Designing shapes on a computer is one thing, but the scientists also needed to be able to actually construct these nanostructures in real life, back in the laboratory.

“Perhaps the most important part of our research is that we have implemented this in reality,” says Högberg.

“It’s not just that we have a useful computer algorithm, but we have a real method to produce more complex DNA structures. And we show this by successfully folding a bunch of DNA, very precisely, into the desired shapes,” he says.

So far, they have created a nano-sized rabbit made out of DNA -- the so-called Stanford bunny commonly used to demonstrate 3D printing techniques -- amongst other interesting shapes, such as a ball, a bottle, and even something that closely resembles a person waving.

Medical applications now and in the future

Behind the fun side of creating microscopic rabbits out of DNA, the research has significant real-world applications.

Andersen expects the new method to help other researchers to develop the tiny structures needed for targeted drug delivery in, for example, cancer treatments, as the new structures function better inside the human body than previous attempts.

“In previous designs the helices are packed tightly together, and so they can only function in a liquid solution that contains a lot of magnesium, which counteracts repulsion between these negatively charged helices. But this new design has more space between the helices, so you don’t need this extra magnesium. This makes it function better in a biological environment, such as inside the human body where magnesium levels are lower” says Andersen.

The new design method is also helping Högberg and his team to study how cells communicate in the body, and to create structures for medical treatments.

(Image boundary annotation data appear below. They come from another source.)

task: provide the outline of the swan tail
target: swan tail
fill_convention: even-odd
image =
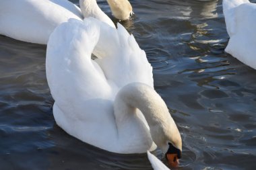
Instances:
[[[162,162],[161,162],[155,155],[147,151],[148,158],[154,170],[170,170]]]

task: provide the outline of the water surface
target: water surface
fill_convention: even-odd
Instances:
[[[130,1],[135,16],[122,24],[146,51],[181,131],[179,169],[254,169],[256,71],[224,52],[222,1]],[[146,154],[110,153],[56,125],[45,53],[0,36],[0,169],[152,169]]]

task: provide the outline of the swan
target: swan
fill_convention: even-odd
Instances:
[[[114,3],[109,4],[113,9]],[[115,28],[96,0],[79,0],[79,5],[81,9],[67,0],[1,0],[0,34],[21,41],[46,44],[54,29],[69,18],[82,20],[94,17]],[[129,7],[124,5],[113,13],[123,13],[123,11],[127,10]]]
[[[104,57],[91,59],[96,49]],[[117,153],[156,149],[177,165],[182,142],[154,89],[152,67],[133,36],[90,17],[69,19],[51,35],[46,78],[57,124],[70,135]]]
[[[225,51],[256,69],[256,4],[248,0],[223,0],[230,40]]]
[[[148,151],[148,159],[154,170],[170,170],[164,164],[163,164],[155,155],[152,155]]]
[[[133,7],[127,0],[106,0],[110,7],[112,13],[115,17],[119,20],[127,20],[132,15]]]

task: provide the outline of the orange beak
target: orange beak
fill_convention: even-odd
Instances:
[[[177,154],[166,154],[166,158],[168,160],[168,163],[171,167],[177,167],[179,165],[179,161],[178,159],[178,155]]]

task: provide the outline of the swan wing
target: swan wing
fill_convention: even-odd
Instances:
[[[70,19],[58,26],[47,44],[46,70],[55,105],[67,113],[84,113],[90,99],[109,99],[112,89],[91,54],[100,28]]]
[[[154,170],[170,170],[162,162],[161,162],[155,155],[147,151],[148,159]]]
[[[230,36],[225,51],[256,69],[256,4],[247,0],[226,0],[223,4]]]

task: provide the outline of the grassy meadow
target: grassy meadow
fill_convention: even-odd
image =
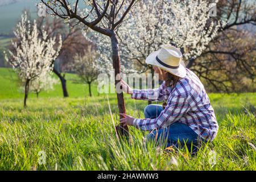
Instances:
[[[0,68],[0,170],[256,169],[256,93],[209,94],[219,131],[191,155],[145,143],[148,133],[133,127],[129,140],[117,139],[115,95],[98,96],[94,84],[89,97],[75,75],[66,78],[69,98],[58,84],[30,94],[24,109],[16,76]],[[143,117],[147,101],[125,101],[128,114]]]

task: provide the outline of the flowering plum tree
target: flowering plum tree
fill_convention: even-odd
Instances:
[[[90,28],[100,34],[110,38],[112,47],[113,66],[114,69],[115,84],[120,82],[118,77],[120,73],[120,57],[118,40],[116,34],[117,29],[120,27],[126,15],[134,6],[137,0],[86,0],[82,2],[86,8],[79,11],[79,0],[74,1],[70,3],[67,0],[41,0],[51,11],[52,15],[57,15],[69,23],[71,19],[76,19],[73,26],[80,23],[84,25],[85,29]],[[80,1],[81,2],[81,1]],[[85,5],[82,5],[84,7]],[[117,92],[118,106],[119,113],[126,113],[123,93]],[[122,116],[119,115],[119,117]],[[119,127],[118,127],[119,128]],[[127,134],[127,126],[121,126],[122,134]]]
[[[69,64],[71,70],[75,71],[83,82],[89,85],[89,93],[92,96],[91,84],[97,80],[100,69],[98,68],[99,54],[89,46],[83,54],[77,54],[73,61]]]
[[[27,19],[26,12],[18,23],[14,34],[16,39],[12,42],[13,49],[9,51],[9,57],[5,54],[5,59],[13,66],[20,78],[25,81],[24,106],[26,107],[30,81],[51,71],[53,68],[52,61],[58,55],[61,46],[61,39],[60,38],[59,46],[55,49],[55,38],[46,40],[46,31],[43,32],[43,37],[40,38],[35,20],[31,23]]]

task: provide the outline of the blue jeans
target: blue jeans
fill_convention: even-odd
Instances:
[[[158,117],[163,110],[160,105],[151,104],[144,109],[146,118],[154,119]],[[192,153],[197,152],[202,139],[188,125],[175,122],[167,127],[162,128],[158,131],[154,130],[147,135],[146,140],[153,139],[158,144],[164,145],[165,147],[174,146],[180,148],[187,146],[188,150]]]

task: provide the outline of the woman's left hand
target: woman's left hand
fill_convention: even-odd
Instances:
[[[133,125],[133,121],[135,119],[134,118],[123,113],[120,113],[120,115],[124,117],[124,118],[120,119],[120,123],[123,124],[123,126],[126,125]]]

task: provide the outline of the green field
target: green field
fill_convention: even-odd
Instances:
[[[147,133],[133,127],[129,140],[118,140],[115,96],[98,96],[96,84],[89,98],[87,86],[67,75],[69,98],[62,97],[57,85],[39,98],[31,94],[24,109],[16,79],[11,69],[0,69],[0,170],[256,169],[256,93],[209,94],[219,131],[212,143],[191,156],[185,149],[146,144],[142,137]],[[127,95],[125,101],[129,114],[143,117],[146,101]]]

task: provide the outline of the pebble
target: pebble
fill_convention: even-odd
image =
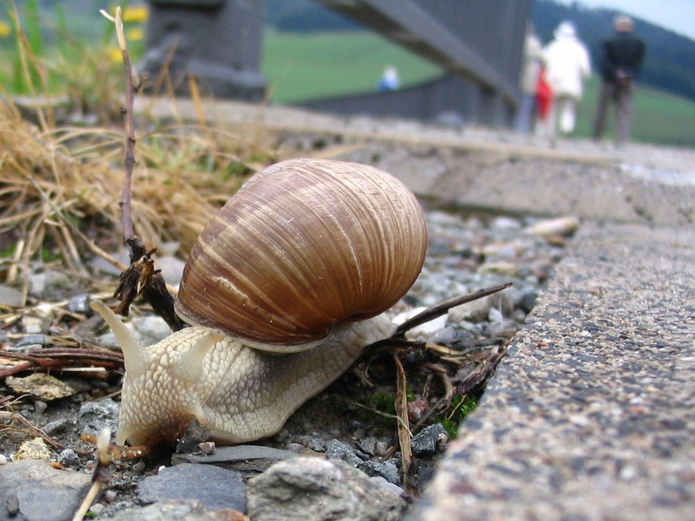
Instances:
[[[0,465],[0,519],[69,521],[91,481],[88,474],[59,470],[47,461]]]
[[[345,462],[306,456],[250,479],[248,505],[254,521],[396,521],[407,507],[400,495]]]
[[[51,449],[46,445],[42,438],[33,438],[24,442],[15,454],[15,461],[24,460],[49,460],[51,459]]]
[[[162,499],[192,500],[210,510],[246,511],[246,490],[240,472],[213,465],[181,463],[162,468],[138,486],[143,504]]]
[[[448,440],[444,427],[441,423],[435,423],[413,436],[410,445],[414,456],[427,456],[438,452]]]
[[[104,427],[116,431],[120,404],[111,398],[99,402],[85,402],[77,415],[77,429],[81,433],[98,434]]]
[[[6,284],[0,284],[0,304],[10,307],[24,306],[24,296],[19,290]]]
[[[67,382],[42,372],[35,372],[28,377],[8,377],[5,382],[15,392],[32,395],[46,402],[75,393],[74,388]]]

“The cells in our bodies communicate by adding proteins onto their surfaces, and the neighbouring cells have receptors to detect these proteins,” says Högberg.

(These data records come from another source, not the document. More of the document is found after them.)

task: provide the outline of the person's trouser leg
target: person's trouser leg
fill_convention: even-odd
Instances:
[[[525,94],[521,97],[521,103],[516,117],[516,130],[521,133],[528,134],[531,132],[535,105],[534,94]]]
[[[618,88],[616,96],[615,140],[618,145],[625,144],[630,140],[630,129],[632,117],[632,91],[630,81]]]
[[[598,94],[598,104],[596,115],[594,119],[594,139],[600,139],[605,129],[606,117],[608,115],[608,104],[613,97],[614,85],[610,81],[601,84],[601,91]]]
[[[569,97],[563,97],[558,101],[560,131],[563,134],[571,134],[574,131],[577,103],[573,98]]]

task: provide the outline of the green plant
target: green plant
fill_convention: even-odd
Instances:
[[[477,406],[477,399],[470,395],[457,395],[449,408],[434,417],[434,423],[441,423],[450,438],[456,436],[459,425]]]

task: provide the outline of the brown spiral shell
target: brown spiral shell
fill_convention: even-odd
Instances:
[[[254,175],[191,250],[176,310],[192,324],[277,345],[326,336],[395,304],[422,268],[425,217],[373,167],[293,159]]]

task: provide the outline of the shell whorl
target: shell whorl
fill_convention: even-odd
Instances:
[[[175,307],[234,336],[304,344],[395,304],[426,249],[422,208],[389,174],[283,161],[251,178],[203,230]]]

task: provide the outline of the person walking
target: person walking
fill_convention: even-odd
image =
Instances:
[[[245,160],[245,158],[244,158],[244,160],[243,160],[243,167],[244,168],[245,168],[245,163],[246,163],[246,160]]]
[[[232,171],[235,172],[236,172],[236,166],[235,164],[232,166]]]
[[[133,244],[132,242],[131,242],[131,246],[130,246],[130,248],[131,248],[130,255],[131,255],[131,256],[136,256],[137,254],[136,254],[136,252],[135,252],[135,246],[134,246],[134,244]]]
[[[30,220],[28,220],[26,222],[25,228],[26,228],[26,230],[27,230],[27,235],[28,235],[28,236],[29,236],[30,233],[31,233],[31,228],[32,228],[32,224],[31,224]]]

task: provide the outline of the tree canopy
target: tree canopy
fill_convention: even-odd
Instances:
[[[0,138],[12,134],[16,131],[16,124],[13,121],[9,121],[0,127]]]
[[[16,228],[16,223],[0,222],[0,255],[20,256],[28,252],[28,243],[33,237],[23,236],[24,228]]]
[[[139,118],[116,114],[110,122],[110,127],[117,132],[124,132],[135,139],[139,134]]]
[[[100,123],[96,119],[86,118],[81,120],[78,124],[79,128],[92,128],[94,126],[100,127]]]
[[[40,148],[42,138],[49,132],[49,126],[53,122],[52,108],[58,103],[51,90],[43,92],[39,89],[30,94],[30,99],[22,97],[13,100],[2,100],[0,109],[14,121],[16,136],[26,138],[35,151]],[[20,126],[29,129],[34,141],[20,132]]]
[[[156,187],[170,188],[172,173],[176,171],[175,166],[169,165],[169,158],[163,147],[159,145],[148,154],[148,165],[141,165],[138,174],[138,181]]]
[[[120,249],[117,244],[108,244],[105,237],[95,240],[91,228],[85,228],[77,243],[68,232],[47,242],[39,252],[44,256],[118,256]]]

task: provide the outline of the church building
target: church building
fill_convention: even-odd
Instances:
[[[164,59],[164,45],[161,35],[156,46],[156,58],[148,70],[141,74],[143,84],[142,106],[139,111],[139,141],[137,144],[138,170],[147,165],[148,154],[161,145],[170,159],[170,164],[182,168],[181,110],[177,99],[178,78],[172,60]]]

“You can think of it like brail reading for the blind, but instead of reading by dots, the cells read by these nanoscale protein clusters on neighbouring cells,” he says.

“We are right now developing our own artificial clusters, using similar DNA-nanostructures presented in this research, and these structures will be a guide for developing future research, including drug delivery systems, possibly in the next 5 to 10 years,” says Högberg.